Nothing could have prepared me for what our family went through five years ago. As we searched desperately for help for our infant son who was in constant pain, it quickly became clear that not all in the medical community were compassionate individuals, and the level of care for diseases which were not easily fixed was uneven at best.
After six months of frustration and heartache, we were finally able to build a healthcare team who knew their stuff, and they diagnosed my son with gastroesophageal reflux disease, and began state-of-the-art treatment.
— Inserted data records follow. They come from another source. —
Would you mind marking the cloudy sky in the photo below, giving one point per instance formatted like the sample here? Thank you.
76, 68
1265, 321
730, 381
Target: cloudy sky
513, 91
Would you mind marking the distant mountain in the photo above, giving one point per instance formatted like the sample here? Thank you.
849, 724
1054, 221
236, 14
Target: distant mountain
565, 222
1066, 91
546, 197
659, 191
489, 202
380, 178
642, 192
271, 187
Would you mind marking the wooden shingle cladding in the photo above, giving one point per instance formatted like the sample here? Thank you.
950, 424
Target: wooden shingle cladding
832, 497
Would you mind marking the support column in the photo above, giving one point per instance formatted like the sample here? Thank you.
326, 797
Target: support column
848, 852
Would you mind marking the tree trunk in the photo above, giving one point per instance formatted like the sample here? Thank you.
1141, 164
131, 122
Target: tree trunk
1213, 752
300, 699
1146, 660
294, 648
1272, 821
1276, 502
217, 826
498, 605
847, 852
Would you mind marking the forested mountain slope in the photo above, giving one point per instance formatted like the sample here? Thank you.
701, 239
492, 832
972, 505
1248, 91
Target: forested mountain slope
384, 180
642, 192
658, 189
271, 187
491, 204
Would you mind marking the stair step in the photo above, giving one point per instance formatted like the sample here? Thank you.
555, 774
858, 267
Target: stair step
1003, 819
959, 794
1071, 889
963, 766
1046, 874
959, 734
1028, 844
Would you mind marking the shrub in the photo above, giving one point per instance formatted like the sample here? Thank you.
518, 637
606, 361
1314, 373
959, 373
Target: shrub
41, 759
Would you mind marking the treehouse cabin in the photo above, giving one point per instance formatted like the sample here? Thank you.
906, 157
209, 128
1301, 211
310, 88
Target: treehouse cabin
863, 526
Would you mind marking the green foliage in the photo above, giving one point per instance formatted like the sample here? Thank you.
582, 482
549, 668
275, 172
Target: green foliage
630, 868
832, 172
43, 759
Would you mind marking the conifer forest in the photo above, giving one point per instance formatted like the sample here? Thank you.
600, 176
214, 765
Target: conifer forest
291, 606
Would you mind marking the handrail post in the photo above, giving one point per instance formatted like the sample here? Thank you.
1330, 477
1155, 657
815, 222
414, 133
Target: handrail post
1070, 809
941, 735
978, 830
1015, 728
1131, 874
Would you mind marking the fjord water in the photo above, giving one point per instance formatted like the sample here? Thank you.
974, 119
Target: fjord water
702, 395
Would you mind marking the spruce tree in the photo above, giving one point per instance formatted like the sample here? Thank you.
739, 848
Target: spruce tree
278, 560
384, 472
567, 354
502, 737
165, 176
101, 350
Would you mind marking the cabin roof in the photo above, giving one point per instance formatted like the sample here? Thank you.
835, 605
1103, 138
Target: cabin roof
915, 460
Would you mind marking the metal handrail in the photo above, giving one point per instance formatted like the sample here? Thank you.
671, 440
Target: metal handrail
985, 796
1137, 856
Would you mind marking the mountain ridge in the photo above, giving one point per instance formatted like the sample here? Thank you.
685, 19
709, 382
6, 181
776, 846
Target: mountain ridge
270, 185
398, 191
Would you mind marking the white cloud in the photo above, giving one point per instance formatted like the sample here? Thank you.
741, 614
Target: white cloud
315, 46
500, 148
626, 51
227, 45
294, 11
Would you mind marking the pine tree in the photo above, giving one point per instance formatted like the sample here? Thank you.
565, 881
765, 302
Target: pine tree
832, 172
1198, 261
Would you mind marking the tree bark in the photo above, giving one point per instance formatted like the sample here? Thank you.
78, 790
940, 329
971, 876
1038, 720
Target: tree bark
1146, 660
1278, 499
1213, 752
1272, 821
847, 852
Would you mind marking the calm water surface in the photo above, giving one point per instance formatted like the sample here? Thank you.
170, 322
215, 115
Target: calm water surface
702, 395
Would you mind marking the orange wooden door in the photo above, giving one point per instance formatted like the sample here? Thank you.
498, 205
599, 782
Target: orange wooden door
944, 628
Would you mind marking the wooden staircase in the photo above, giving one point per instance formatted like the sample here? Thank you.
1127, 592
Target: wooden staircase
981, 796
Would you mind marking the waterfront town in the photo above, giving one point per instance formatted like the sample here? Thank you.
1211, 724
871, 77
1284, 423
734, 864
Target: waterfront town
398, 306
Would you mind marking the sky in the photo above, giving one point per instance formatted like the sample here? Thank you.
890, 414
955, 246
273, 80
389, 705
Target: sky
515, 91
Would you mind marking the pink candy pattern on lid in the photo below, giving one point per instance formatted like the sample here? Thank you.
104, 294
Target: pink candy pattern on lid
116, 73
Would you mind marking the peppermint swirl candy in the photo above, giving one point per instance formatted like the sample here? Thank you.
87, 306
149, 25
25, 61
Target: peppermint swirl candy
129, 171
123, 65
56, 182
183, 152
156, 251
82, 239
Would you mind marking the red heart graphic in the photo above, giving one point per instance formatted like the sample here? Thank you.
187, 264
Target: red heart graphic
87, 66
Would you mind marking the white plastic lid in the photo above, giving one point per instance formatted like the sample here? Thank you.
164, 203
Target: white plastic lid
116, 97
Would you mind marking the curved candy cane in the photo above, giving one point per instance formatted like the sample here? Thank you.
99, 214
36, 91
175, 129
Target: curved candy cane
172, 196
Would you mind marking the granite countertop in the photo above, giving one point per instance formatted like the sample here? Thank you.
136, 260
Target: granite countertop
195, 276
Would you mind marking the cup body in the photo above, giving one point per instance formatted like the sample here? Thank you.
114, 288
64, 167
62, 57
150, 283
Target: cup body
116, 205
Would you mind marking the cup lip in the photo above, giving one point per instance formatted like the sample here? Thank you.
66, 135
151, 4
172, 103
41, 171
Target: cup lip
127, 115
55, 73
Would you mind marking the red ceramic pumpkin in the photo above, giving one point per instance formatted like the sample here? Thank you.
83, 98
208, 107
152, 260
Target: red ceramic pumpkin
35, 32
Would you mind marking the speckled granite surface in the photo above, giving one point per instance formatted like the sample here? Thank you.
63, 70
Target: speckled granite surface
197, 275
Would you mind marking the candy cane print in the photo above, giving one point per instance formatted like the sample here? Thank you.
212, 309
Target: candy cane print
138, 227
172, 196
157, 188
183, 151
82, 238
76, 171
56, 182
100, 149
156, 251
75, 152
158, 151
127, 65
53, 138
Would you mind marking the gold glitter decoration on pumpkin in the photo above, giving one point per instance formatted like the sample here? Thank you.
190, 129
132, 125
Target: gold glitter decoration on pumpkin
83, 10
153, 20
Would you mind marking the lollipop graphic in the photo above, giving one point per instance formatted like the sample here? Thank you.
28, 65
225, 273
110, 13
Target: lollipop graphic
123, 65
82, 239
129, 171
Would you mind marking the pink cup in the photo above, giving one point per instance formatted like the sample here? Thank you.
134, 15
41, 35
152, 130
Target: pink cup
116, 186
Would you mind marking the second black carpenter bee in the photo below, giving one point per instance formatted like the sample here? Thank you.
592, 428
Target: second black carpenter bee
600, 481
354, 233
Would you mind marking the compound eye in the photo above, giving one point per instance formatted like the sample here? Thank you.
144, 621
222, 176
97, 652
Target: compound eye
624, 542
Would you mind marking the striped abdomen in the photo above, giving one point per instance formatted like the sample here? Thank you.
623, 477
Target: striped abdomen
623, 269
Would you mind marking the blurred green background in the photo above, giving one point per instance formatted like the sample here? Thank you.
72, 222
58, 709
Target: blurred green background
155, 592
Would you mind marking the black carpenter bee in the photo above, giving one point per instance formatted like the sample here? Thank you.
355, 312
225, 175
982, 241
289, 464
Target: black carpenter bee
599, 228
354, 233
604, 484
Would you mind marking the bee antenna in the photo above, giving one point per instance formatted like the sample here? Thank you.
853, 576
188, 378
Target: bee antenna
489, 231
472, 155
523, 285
To prevent others from enduring the same amount of heartache and frustration that my family experienced, my husband and I, and members of our medical team wrote Acid Reflux in Infants in Children (www.refluxguide.com). As a result of this book, we heard from many families around the world who were looking for answers, or at least someone to listen and understand the impact that chronic disease was having on their lives.
I am now a third year PhD student in human development and family studies, focusing on the psychological and social impact of disease and disabilities on individuals and their families. I am currently researching the affordability of caregiving, and in September, I will be also be focusing on what "integrated healthcare" means to practitioners and policy makers, with the hopes of helping the U.S. take the next step forward in combining the psycho/social aspect of illness into mainstream care.
Relying on my own experience of caring for a family member with a digestive disease, information from support groups, family theory, and the latest research findings, each week I will provide you with the latest information available to help you or a loved one live with IBD.